My Bloody Valentine offers fear, romance in Leesburg

WASHINGTON — The Valentine’s weekend tour at Paxton Manor seems to have all the ingredients of a romantic date night in Leesburg, Virginia.

For starters, the Victorian house is getting “dressed up” for Valentine’s Day. Its lights will be turned way down low, leaving cuddling couples with a single rose to light the way.

And let’s not forget the people dressed up as creepy dolls and clowns jumping out at you.

“When you think about it, it’s extremely romantic,” says Katie Loudermilk, an actor who’s part of the tour.

“You cuddle together, you scream together,” Loudermilk says. “It’s an awesome opportunity to have a romantic evening.”

The folks at Paxton Manor — the same ones who produce the Shocktober haunted house for Halloween — really are trying to put the extreme in “extremely romantic.” They’re bringing back its Valentine’s weekend creepfest, My Bloody Valentine, for a second year.

Friday through Sunday, a night tour of the historic mansion will lead lovebirds and thrill seekers through a creepy maze of love. This year’s tour carries a “welcome to the dollhouse” theme — 42 volunteers dressed as dolls and clowns, plus those cute little stuffed animals you see around Valentine’s Day will “come to life.”

“It’s very much a haunted house,” Loudermilk says. “The startles and gross visual scenes — it definitely has a Valentine’s theme to it.”

Hugs and screams are part of what keep Joe and Emily Germano, of Leesburg, together.

Joe Germano, 46, says they’ve been to at least two dozen haunted houses since they were married in 2001. Emily Germano, 43, says it took some getting used to.

“I’m definitely the supportive wife,” she says.

The couple made a trip to Paxton Manor for last year’s Bloody Valentine and they’re looking forward to going to this year.

“It’s a very intimate setting,” Joe Germano says. “It’s an opportunity to be somewhere in the dark and close to each other.

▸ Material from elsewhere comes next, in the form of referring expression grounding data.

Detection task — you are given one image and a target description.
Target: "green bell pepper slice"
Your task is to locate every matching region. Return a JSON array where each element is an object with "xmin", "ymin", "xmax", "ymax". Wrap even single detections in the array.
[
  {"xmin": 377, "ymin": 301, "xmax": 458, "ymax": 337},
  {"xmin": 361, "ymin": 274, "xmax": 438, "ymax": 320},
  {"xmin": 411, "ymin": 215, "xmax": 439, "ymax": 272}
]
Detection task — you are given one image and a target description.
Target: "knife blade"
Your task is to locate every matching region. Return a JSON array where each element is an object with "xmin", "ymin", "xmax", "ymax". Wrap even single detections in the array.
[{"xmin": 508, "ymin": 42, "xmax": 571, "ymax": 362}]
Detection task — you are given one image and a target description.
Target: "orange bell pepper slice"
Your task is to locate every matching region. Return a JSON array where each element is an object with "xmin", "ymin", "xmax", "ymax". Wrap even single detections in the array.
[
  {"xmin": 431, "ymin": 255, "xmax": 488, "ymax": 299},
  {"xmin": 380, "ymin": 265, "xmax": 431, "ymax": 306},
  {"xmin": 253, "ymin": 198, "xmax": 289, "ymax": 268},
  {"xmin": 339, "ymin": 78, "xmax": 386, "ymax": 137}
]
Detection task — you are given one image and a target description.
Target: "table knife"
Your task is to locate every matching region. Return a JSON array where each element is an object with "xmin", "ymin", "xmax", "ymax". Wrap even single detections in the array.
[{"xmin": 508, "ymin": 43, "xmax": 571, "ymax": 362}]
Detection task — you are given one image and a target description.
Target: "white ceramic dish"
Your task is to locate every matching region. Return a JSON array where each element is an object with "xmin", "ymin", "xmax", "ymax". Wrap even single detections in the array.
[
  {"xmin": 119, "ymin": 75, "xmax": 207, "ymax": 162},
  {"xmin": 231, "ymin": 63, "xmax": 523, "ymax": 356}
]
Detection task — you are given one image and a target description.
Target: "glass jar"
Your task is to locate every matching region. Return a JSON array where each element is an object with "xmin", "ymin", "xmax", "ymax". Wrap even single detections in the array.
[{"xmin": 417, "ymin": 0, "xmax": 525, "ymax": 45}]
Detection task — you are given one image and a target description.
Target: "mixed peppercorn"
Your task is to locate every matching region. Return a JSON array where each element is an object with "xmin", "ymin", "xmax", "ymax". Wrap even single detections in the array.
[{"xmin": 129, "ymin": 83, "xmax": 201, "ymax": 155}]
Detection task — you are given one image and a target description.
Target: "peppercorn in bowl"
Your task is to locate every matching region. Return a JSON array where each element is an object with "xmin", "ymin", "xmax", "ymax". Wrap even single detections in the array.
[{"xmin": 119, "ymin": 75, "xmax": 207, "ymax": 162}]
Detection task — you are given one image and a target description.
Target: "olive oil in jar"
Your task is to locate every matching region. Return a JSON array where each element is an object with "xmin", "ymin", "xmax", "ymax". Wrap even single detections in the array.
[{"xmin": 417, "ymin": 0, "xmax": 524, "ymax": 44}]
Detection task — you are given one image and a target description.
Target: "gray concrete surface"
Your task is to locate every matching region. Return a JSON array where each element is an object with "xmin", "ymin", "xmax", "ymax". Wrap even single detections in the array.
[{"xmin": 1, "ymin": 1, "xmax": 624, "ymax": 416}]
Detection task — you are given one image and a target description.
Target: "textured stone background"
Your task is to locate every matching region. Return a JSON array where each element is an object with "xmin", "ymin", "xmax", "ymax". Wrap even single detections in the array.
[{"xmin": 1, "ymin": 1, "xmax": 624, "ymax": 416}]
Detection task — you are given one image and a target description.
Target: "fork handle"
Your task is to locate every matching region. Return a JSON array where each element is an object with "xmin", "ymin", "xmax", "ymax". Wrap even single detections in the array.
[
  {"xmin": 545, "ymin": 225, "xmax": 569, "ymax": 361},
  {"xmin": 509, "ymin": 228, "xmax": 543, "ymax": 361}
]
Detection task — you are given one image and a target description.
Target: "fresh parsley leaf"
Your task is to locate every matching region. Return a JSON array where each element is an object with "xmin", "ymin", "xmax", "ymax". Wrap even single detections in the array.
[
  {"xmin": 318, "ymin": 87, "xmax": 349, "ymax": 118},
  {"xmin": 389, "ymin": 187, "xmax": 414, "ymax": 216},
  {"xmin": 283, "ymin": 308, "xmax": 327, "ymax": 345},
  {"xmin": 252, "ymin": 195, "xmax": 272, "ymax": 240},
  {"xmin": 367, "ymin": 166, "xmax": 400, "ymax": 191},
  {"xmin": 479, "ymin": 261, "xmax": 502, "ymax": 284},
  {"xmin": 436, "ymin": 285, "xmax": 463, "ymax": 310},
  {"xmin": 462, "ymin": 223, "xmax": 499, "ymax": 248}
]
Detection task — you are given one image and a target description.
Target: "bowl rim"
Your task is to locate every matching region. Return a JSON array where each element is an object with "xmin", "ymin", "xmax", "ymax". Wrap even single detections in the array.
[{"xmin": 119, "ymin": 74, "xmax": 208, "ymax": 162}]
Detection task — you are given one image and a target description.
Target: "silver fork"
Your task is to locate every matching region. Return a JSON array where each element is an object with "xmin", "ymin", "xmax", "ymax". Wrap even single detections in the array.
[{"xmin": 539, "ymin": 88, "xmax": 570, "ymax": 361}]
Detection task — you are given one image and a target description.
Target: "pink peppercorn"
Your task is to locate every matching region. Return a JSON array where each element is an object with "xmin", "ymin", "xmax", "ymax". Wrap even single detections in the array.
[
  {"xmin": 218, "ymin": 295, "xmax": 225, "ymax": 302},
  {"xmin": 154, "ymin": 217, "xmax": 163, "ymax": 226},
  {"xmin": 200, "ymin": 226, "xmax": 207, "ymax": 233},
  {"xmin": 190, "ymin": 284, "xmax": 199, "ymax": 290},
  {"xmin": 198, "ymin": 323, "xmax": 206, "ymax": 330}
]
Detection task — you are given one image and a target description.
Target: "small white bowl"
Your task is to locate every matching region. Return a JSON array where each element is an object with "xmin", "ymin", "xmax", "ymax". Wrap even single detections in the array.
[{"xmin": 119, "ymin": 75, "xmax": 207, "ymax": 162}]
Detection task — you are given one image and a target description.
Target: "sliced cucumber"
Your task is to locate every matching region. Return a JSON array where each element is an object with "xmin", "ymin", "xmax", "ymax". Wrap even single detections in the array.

Maybe something a little off beat and different from what you’re used to doing for Valentine’s Day.”

Built in the 19th century, Paxton Manor claims to be “the only real haunted house in Northern Virginia.” It’s frequented by ghost hunters who claim it’s a “very, very, very active house in the paranormal realm,” according to Loudermilk.

The manor’s namesake, Rachel Paxton, turned the home over to Leesburg when she died — under the caveat that it be used to help children. Today it’s the site of Paxton Campus, an institution that serves children with special needs. My Bloody Valentine is a fundraiser for the campus.

“It raises a lot of money for something I’m so passionate about,” said Loudermilk, a behavior analyst and testing coordinator at Paxton.

Jennifer Lassiter, executive director, said the inaugural event raised $15,000 and fetched 500 people over the course of two days. Organizers are hoping to raise even more funds by expanding the tour to three days.